Call me cynical but I’m beginning to think this is actually “Project Save Chris Getzs’ Job”.
He’s had his current position since Feb 2021. The farm system seems to be in better shape than last year, and there are several prospects that appear to have promise. Sox have several incompetent employees, but I don’t see evidence that Getz is included.
Yes. Getz and Marco Paddy are two of the few Sox employees that, based on performance, deserve a raise. And I’m including the players in that list.
I’d add Mike Shirley to that list, as the draft strategy since he took over from Nick Hostetler has a bit more upside.
The issue with Getz is how he handled the Omar Vizquel sexual abuse scandal. Yes, it’s good that Vizquel and the coaches who were reportedly present when the alleged abuse occurred no longer supervise White Sox employees, but questions remain about how Getz handled Vizquel’s last month (and ultimate “mutual” parting) and how he promoted Wes Helms to AAA manager in the aftermath.
So you are calling him cynical.
It’d be fun to interview Kohl Simas about his past 13 months. UDFA to AA is quite the journey (even aside from his background as son of a onetime Sox reliever).
I’m flabbergasted that the Sox are the first team to try this concept; they’re not exactly known for innovation. The rationale is interesting.

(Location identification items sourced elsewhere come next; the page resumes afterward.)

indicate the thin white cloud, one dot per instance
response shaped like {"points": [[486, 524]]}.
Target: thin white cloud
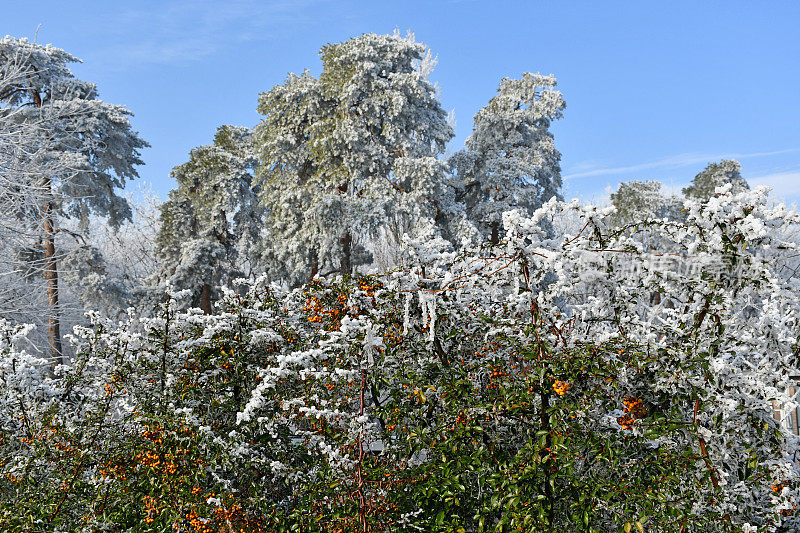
{"points": [[585, 170], [184, 31], [783, 184]]}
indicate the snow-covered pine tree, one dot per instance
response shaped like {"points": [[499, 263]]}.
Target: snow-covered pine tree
{"points": [[342, 154], [89, 150], [716, 175], [510, 160], [638, 201], [208, 217]]}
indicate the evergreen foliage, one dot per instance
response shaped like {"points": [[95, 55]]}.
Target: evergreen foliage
{"points": [[211, 219], [510, 160]]}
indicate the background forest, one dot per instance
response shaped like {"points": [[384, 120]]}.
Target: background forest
{"points": [[331, 324]]}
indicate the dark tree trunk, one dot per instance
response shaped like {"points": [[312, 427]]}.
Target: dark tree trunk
{"points": [[494, 238], [51, 277], [205, 299], [347, 265]]}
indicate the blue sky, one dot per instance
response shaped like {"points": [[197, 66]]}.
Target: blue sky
{"points": [[653, 90]]}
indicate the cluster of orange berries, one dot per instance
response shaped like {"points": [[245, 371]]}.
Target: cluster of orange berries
{"points": [[561, 387], [634, 409]]}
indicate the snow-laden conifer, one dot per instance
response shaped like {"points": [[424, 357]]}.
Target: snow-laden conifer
{"points": [[343, 153], [211, 220], [510, 161]]}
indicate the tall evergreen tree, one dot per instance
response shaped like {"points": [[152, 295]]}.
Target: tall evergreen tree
{"points": [[208, 217], [637, 201], [716, 175], [343, 153], [510, 160], [87, 150]]}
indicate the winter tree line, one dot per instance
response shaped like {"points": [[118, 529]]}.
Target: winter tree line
{"points": [[333, 325]]}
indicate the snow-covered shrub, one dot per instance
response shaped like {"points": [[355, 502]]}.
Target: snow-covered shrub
{"points": [[534, 385]]}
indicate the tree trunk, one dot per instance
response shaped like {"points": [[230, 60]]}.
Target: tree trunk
{"points": [[51, 276], [494, 238], [346, 265], [205, 299]]}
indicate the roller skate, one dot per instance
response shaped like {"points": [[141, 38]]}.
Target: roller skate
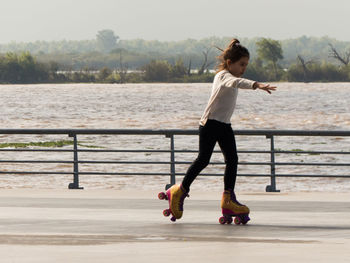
{"points": [[232, 208], [175, 195]]}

My suspicion is that both unexpected benefits and detriments will come from this. At least they’ll learn something.
I heard somewhere that Montgomery has talked about being worn down after never playing anywhere near this many games before. He would probably benefit more from something like this than grinding it out every day in W-S for the next month.

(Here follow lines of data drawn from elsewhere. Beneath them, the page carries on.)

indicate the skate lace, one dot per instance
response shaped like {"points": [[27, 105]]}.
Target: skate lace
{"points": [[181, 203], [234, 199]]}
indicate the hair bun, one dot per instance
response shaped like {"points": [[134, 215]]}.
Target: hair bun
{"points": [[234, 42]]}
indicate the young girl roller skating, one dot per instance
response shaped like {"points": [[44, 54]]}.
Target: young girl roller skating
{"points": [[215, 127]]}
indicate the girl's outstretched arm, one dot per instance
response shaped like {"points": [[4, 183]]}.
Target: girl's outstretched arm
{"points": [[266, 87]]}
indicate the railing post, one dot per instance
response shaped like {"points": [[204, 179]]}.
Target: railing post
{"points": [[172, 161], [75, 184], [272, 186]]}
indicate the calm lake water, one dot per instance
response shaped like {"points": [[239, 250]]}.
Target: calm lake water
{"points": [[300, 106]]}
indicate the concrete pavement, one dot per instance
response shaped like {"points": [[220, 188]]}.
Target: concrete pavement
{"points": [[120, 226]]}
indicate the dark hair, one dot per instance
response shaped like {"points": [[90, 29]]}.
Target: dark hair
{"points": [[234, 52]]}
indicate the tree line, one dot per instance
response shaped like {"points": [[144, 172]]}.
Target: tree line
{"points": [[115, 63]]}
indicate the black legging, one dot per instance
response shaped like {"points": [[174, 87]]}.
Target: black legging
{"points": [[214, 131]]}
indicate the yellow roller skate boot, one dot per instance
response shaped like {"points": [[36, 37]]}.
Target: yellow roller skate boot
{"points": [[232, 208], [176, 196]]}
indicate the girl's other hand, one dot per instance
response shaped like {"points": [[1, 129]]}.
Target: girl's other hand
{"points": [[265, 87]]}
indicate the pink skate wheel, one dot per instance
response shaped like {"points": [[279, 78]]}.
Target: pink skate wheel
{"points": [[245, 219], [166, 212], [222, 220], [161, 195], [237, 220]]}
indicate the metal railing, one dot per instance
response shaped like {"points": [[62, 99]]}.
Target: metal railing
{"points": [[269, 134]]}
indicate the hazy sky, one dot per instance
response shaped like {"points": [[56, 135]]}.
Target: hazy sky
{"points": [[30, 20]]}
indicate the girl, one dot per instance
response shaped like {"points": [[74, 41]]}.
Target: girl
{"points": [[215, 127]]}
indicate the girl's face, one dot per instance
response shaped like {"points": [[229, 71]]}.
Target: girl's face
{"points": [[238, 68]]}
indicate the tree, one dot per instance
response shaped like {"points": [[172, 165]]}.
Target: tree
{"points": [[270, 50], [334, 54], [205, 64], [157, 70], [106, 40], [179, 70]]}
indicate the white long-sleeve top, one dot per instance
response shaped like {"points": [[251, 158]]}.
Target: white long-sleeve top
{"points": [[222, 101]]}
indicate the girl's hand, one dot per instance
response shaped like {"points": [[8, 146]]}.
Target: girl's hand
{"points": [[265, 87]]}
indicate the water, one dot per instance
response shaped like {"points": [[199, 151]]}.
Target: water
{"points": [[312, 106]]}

I still don’t see what player development problem this solves. Is the problem that the minor league season is too long for some guys but not others? Is the problem that the Sox have some good player development staff but not enough to cover all levels? Is the problem that instructional league time is too limited? I’m generally skeptical that this means anything other than a couple of days of coverage of something other than how disappointing the on-field major league product has been.
We’re going to have our coordinators head to Birmingham for the rest of the month
So yeah, you’re going to get guys rest at the end of the season since Birmingham’s roster will be much larger than normal and you get the minor league brain trust in one location so they can work with the top guys daily. It’s a bigger, longer instructional league and I can’t see any kind of downside.
There might be a downside for minor league baseball fans or the level of competition in the minor leagues. There could also be some downside for the other players in the Sox system who aren’t going to have as much access to coaching or coordinators as some of their peers. But who knows, maybe this is brilliant and all the other teams will just start doing their own things too.